Mighty fall: Corporate collapse
The Wall Street Journal is now urgent reading for preachers, since its daily stories give evidence that Augustine and Calvin were right. On page one, original sin daily turns into actual sin, so much so that the sins of the wealthy no longer shock us.
But these stories give us good reason to be shocked. The New York Times and other papers, for instance, recently listed some extravagant purchases by now-indicted Tyco executives. They were using our retirement funds to pay for, among other things, CEO L. Dennis Kozlowki’s and his fellow executives’ $2,200 wastebasket; $17,100 traveling toilet box; $15,000 umbrella stand; $6,300 sewing basket; $6,000 shower curtain; and a $2,900 set of coat hangers.

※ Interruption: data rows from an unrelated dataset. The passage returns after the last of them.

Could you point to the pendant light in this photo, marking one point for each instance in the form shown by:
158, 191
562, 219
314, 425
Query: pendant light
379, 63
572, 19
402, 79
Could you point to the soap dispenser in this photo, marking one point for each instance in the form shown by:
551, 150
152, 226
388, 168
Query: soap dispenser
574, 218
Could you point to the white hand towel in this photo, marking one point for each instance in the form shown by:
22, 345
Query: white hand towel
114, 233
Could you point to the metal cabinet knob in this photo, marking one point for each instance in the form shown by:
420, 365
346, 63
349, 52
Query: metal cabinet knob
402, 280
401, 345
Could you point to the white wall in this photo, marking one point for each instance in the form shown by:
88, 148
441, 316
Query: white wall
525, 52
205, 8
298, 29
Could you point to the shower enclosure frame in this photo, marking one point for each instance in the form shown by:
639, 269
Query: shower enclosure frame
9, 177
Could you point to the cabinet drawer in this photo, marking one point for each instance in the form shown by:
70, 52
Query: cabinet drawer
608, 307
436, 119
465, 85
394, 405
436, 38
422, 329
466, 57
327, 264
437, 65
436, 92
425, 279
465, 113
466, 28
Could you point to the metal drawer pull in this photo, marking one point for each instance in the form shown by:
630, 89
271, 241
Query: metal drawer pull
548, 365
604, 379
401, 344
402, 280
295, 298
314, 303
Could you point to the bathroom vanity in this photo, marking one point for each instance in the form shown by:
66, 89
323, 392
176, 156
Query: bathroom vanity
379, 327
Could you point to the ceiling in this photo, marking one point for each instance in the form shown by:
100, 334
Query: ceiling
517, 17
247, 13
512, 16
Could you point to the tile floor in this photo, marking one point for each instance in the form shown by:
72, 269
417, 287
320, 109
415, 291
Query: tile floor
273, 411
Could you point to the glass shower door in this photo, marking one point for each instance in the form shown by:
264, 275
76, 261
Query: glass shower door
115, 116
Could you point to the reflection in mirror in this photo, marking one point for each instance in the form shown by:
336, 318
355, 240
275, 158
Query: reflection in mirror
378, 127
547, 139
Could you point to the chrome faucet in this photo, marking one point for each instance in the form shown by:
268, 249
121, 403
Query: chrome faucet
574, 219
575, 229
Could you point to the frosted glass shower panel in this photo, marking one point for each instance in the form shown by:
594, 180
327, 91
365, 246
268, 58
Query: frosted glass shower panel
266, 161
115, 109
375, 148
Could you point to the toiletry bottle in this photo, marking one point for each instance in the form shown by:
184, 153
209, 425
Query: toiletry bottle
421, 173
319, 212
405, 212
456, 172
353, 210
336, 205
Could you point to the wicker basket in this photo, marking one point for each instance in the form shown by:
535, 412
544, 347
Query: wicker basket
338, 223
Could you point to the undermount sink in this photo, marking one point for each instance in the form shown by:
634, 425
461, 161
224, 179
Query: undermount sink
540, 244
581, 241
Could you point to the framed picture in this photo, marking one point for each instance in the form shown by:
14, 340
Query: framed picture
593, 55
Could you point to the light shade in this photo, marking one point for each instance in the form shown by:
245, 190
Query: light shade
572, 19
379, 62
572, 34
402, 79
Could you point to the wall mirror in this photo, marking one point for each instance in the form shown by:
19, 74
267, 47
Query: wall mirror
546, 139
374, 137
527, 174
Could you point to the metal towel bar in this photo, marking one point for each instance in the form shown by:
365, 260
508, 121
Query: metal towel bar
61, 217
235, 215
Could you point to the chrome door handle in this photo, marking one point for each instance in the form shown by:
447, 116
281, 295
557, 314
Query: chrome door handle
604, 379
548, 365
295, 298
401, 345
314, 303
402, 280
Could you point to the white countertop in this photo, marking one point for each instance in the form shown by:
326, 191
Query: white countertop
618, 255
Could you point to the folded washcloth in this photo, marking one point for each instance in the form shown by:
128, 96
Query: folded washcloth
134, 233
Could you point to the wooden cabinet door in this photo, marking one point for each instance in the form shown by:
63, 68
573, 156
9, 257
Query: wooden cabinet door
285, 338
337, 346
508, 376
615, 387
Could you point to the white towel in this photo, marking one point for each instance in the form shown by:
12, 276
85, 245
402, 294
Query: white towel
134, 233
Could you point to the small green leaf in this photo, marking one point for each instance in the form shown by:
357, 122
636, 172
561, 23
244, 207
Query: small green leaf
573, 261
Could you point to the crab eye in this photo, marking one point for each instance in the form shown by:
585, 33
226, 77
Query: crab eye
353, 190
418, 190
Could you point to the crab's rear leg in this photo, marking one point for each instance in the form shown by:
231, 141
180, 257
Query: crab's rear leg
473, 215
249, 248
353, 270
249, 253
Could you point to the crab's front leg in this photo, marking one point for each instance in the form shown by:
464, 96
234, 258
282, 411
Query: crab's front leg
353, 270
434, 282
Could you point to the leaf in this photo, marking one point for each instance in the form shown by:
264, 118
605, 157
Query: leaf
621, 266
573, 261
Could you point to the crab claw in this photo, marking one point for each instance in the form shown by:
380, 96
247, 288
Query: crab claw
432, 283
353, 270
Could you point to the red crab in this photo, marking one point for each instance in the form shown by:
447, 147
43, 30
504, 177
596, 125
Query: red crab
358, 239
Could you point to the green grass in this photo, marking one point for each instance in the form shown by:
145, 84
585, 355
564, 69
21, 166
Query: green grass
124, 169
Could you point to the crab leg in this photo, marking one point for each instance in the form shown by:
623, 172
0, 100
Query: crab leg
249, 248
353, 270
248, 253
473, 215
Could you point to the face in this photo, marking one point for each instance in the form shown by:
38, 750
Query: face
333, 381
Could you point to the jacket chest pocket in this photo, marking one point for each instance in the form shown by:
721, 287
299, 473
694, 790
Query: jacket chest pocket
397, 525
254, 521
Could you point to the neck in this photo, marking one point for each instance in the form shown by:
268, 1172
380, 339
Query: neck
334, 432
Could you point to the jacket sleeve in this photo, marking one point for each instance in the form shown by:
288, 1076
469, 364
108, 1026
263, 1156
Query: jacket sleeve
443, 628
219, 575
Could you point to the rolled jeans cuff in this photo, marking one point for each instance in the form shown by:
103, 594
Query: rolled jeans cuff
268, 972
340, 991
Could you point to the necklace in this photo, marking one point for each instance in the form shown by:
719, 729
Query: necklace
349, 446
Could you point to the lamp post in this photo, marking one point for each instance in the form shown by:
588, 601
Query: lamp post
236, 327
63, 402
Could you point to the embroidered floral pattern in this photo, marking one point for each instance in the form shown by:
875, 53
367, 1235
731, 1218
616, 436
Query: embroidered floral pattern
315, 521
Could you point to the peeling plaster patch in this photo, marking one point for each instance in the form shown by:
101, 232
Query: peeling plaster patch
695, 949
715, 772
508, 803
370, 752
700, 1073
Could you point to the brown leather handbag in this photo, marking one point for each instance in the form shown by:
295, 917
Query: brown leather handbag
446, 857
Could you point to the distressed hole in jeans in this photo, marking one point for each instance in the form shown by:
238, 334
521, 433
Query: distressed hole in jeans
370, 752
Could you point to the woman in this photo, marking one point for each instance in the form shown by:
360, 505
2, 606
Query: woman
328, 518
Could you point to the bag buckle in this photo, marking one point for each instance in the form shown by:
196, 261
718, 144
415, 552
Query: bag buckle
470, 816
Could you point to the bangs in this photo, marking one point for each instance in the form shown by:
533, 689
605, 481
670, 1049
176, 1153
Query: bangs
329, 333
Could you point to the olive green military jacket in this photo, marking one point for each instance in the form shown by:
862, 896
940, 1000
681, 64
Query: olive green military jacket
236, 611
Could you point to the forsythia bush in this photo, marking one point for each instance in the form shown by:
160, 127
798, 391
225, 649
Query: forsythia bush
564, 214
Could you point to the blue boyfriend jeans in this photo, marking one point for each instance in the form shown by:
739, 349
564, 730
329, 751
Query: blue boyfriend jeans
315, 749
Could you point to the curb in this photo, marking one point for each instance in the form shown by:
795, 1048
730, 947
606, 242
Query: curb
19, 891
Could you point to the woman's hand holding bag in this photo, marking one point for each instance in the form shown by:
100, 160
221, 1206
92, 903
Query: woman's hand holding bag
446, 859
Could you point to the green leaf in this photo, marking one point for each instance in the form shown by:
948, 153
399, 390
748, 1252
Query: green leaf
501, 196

Such uses of shareholders’ money hardly draw notice now. But I paid attention on September 17, when the WSJ told of a $2.1 million party Koslowski threw on Sardinia for his second wife’s 40th birthday. Tyco shareholders paid for only half of it directly, as a company expense. The other half came indirectly, from personal funds that the indicted Mr. K. had evidently creamed off the company’s top.
What drew my notice was a biblical reference. The memo from the party planner describes guests arriving. They “come into the pool area, the band is playing, they are dressed in elegant chic.” What do they see? An “ice sculpture [of Michaelangelo’s] David, lots of shellfish and caviar at his feet. A waiter is pouring Stoli vodka into the statue’s back so it comes out his penis into a crystal glass.”
Jews should worry about the linking of their king with shellfish. And using David’s penis to dispense iced vodka should inspire a reaction among all Bible-believers. Here the Tyco people invade sacred realms. In King David: A Biography (Oxford University Press, 2000), Steven L. McKenzie reminds us that the Bible “devotes more space to David than to any other character.” Only Moses and Jesus rival him, and if you add the Psalms, David wins hands down.
McKenzie’s chapter headings remind us of the biblical plot: one, “Holy Terrorist,” is subtitled “David and His Outlaw Band.” Another is “Assassin: David’s Reign as King of Judah.” “Like Father, Like Son: The Bathsheba Affair and Absalom’s Revolt” deals with the uses to which David put his overworked penis, employed whenever he stole other men’s wives or sired rebellious children.
It is hard to be delicate about these indelicate matters. The Bible itself is quite frank about them. It makes clear that in those pre-Viagra days, the royal penis wore out. In I Kings 1:1 David’s servants “find a beautiful young virgin, Abishag, to ‘attend’ him by lying (naked) next to him in order to warm him. The technique is unusual, and indeed, there is more going on here than meets the reader’s eye.” The servants were testing the old king’s virility. He flunked. “The test proved that the king was impotent. This was intolerable. The king was the symbol of his nation, its strength and fertility. . . . The king who had fathered so many children and once allowed his lust to control him now found himself impotent,” McKenzie writes.
Public relations agents went to work and turned David into a revered biblical hero. The final irony of David’s story is that in our time his instrument has become good for nothing more than channeling vodka on Sardinia. How are the mighty fallen! The Bible talks about that, too.